Having someone who opposes our ideas gives us the opportunity to avoid shouting into the echo chamber, forever repeating the same tired arguments amongst the same old faces. Before Ebert’s post on the topic, the most interesting advancement in the discussion came from the Art History of Games Conference held in February where Michael Samyn and Auriea Harvey of Tales of Tales boldly stated games are not art and that video games are largely a “waste of time”. While this was interesting to hear from the group of developers who created The Path, it was still addressed to gamers and the gaming industry. If we as game designers want validation for our art form we need to look outwards not inwards.
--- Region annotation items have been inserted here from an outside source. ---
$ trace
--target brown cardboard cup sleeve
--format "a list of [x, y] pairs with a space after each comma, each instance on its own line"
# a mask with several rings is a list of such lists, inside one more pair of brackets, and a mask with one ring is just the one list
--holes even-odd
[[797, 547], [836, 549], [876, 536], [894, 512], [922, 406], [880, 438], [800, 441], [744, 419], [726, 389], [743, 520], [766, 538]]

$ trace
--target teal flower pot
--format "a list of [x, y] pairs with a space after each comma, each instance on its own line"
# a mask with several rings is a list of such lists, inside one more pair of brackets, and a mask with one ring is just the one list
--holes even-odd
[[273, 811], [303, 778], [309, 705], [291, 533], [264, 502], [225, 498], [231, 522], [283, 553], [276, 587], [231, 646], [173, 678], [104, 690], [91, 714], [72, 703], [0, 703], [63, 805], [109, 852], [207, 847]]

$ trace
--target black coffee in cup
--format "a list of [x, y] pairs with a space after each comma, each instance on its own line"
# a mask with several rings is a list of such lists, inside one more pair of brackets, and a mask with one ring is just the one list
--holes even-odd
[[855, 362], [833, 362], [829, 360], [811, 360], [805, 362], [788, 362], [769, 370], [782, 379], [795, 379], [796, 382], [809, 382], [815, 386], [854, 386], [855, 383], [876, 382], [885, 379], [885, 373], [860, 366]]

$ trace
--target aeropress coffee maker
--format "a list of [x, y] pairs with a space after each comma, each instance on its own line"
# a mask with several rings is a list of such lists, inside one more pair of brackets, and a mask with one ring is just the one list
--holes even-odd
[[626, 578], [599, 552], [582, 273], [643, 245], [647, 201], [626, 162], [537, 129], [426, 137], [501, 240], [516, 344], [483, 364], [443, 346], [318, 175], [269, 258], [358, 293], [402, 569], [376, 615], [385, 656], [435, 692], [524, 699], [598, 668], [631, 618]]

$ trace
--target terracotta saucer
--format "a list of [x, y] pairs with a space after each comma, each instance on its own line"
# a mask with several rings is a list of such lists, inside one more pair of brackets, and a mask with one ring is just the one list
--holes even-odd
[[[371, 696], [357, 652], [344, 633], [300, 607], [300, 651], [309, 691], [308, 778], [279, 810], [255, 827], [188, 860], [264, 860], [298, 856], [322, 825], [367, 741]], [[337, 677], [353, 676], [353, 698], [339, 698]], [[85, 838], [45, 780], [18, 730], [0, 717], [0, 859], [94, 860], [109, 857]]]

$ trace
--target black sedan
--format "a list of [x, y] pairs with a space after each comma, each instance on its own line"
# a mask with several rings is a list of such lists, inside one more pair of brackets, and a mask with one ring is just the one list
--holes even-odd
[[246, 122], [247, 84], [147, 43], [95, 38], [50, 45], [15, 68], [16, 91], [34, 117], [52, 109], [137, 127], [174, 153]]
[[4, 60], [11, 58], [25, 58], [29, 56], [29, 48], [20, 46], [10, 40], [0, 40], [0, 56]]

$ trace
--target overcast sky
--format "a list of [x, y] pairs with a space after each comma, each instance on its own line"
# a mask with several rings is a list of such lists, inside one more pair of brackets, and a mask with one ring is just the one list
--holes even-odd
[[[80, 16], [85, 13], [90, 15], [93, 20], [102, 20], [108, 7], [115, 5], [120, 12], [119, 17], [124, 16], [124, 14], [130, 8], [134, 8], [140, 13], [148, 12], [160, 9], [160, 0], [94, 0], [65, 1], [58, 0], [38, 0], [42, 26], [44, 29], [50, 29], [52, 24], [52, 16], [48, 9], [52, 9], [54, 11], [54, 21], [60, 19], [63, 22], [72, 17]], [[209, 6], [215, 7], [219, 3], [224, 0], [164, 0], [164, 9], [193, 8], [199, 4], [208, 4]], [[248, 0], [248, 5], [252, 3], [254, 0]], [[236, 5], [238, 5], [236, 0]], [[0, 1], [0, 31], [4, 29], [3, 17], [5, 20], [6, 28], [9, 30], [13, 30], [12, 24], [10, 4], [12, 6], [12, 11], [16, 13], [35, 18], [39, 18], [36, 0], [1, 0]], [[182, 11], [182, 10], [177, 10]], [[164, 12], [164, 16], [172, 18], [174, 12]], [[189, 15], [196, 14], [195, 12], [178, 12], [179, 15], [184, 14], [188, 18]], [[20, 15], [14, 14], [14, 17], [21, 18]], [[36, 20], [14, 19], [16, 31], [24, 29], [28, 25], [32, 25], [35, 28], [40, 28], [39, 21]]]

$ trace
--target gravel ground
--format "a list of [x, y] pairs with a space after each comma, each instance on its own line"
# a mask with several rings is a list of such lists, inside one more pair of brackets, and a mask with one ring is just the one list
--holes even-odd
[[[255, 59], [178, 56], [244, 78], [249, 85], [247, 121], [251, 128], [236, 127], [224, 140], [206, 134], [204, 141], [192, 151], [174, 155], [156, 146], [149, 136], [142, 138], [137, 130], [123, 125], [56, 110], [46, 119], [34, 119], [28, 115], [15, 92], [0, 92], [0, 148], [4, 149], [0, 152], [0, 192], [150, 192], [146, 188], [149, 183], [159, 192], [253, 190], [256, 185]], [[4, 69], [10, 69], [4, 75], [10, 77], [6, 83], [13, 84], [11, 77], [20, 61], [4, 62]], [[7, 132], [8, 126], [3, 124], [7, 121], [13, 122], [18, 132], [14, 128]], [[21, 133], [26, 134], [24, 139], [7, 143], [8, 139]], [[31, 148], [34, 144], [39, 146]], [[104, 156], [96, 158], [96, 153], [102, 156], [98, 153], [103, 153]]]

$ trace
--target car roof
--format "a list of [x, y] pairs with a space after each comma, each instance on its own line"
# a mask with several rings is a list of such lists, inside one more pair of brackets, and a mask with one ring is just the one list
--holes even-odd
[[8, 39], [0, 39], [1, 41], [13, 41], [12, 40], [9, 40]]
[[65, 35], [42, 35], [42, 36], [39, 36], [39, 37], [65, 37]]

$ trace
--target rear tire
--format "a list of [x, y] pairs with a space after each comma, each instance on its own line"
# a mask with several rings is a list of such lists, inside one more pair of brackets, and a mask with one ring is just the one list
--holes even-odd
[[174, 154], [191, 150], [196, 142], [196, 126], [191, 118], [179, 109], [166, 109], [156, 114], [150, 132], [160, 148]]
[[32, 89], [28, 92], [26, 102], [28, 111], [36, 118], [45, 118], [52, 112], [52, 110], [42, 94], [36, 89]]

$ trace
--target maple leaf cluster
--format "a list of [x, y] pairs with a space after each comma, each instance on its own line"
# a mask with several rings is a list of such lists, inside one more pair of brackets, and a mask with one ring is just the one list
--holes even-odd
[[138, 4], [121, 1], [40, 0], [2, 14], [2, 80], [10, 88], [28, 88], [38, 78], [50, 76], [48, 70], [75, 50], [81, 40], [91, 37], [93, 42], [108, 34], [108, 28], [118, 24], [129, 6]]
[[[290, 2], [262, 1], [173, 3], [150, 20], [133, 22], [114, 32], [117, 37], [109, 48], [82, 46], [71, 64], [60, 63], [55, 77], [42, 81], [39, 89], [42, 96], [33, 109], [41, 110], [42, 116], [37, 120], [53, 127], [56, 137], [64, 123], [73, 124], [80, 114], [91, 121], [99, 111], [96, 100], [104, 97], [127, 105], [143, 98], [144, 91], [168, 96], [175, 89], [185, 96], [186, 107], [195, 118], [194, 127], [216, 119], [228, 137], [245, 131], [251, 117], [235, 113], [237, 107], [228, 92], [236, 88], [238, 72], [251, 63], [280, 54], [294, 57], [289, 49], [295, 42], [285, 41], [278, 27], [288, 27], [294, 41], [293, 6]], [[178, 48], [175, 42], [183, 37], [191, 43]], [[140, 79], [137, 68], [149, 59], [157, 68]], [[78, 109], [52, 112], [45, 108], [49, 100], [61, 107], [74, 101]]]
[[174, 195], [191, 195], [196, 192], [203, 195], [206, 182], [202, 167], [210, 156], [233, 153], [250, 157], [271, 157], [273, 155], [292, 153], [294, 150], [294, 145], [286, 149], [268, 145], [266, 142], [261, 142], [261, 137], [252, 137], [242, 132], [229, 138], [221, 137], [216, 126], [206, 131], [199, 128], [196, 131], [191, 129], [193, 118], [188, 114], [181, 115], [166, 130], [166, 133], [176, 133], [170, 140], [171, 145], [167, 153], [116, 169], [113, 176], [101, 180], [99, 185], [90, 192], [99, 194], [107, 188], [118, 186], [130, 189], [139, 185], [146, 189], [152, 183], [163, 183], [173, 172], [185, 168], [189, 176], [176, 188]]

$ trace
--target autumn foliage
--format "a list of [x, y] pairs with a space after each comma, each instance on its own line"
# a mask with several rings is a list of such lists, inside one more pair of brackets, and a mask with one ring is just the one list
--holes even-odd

Perhaps more importantly, critics point out where the flaws in our arguments are so that we can better prepare ourselves for the next confrontation. Dennis Scimeca wrote an article on BitMob where he address the possible short comings of Kellee Santiago’s Ted talk. If we want to further the discussion, we should look at where others (purportedly) failed and improve upon their shortcomings. After all, if you can convert a critic they will most likely be one of your strongest allies. Imagine what convincing someone like Roger Ebert the video games are art would to to further the validation.  Having someone like Ebert lending his voice to the argument would certainly be a step in the right direction.

Another thing critics are great for is presenting their counter parts with challenges. While Ebert has admitted it might have been wrong to say video games will never be art it still stands as a challenge for us as game designers to create something that will change his mind. We have a great base to start from with games like Braid, Flower, and Bio Shock. I can only imagine where our games will go in the future.